Über ein Jahr lang führte Priester Jean Bernard Tagebuch, was insofern außergewöhnlich ist, da er es im Pfarrerblock des Konzentrationslagers Dachau tat. Ein unsentimentaler Bericht, welchem Volker Schlöndorff Motive für seinen neuen Film entnahm.
Hilflos muß KZ-Insasse Abbé Henri Kremer ansehen, wie ein Häftling als grausame Jesus-Parodie gekreuzigt wird. Hätte er etwas dagegen tun können? Und als Kremer einen winzigen Rest kostbaren Wassers für sich allein beanspruchte – lud er Schuld auf sich, indem er es nicht teilte? Am schwersten wiegt jedoch eine ganz andere Last auf den eingefallenen Schultern des Abbé: Man hat ihm Freigang gewährt. Neun Tage, die er angeblich mit seiner Familie verbringen darf, welche in Wahrheit jedoch nur dazu dienen, ihn für politische Ziele der SS zu mißbrauchen. Sollte er nach Ablauf der Frist nicht freiwillig ins KZ zurückkehren, werden seine Glaubensbrüder hingerichtet. Während die Uhr erbarmungslos tickt, steht Kremer vor der Entscheidung, entweder seine Menschlichkeit oder aber wahrscheinlich sein Leben zu verlieren.
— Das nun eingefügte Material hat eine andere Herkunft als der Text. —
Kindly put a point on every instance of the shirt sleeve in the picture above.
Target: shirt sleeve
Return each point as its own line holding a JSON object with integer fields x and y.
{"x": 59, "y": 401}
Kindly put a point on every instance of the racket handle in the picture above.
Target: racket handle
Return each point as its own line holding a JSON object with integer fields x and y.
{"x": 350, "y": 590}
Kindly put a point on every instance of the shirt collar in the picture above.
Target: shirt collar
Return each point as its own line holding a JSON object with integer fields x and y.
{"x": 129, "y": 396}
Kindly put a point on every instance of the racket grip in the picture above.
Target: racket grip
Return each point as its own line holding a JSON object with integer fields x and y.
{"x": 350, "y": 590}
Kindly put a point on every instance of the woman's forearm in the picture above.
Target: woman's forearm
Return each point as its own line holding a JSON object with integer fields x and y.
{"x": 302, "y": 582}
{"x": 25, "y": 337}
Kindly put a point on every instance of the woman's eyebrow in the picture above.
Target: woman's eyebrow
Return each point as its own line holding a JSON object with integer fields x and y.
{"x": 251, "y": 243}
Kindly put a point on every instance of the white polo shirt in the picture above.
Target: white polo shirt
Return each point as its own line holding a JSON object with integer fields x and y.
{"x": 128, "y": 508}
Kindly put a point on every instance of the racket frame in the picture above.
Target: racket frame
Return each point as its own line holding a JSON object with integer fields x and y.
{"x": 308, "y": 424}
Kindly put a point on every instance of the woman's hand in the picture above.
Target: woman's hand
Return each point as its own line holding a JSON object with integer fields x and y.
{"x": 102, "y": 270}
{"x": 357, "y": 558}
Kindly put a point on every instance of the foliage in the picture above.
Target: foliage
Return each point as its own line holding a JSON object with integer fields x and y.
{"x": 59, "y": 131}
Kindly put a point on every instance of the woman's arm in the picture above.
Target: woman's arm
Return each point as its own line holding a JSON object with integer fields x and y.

In einer der berührendsten Szenen des Films liefert sich Henri mit Schwester Marie schlicht eine Schneeballschlacht. Wie diese zwei erwachsenen Menschen vor dem Hintergrund des allgegenwärtigen Schreckens Kindern gleich herumalbern und sich in ihrer liebevollen Selbstvergessenheit gegen alles Grauen stellen, geht tief unter die Haut. Gleiches gilt für die geniale Darstellung Ulrich Matthes’ – ein einziger Blick von ihm sagt mehr, als es 20 Seiten Drehbuch könnten.
Meist jedoch entfernen sich Regie und Buch von emotionalen Darstellungen oder Abbildern des Leids, lassen die Figuren vielmehr gewichtige philosophische Gedanken äußern bzw. Rededuelle ausfechten. Zentrales Thema ist da unter anderem die zynische Provokation eines Nazi-Schergen, Kremer sei ein moderner Judas. Das verlangt zum einen zumindest rudimentäre Kenntnisse der Bibel und ringt andererseits dem oft behandelten Kapitel deutscher Geschichte eine faszinierende neue Facette ab, fordert heraus, erzwingt Diskussionen und Debatten – berührend ist es allerdings kaum. Aber vielleicht macht gerade solche Nüchternheit dieses Werk so besonders.
D/Luxemburg 2004, 97 min
Verleih: Progress
Genre: Drama, Schicksal, Historie
Darsteller: Ulrich Matthes, August Diehl, Bibiana Beglau, Hilmar Thate, Germain Wagner
Regie: Volker Schlöndorff
Kinostart: 11.11.04
[ Frank Blessin ] Frank mag Trash, Grenzgängerisches und Filme, in denen gar nicht viel passiert, weil menschliche Befindlichkeiten Thema sind. Russ Meyer steht deshalb fast so hoch im Kurs wie Krzysztof Kieslowski. Frank kann außerdem GEFÄHRLICHE LIEBSCHAFTEN mitsprechen und wird IM GLASKÄFIG nie vergessen ...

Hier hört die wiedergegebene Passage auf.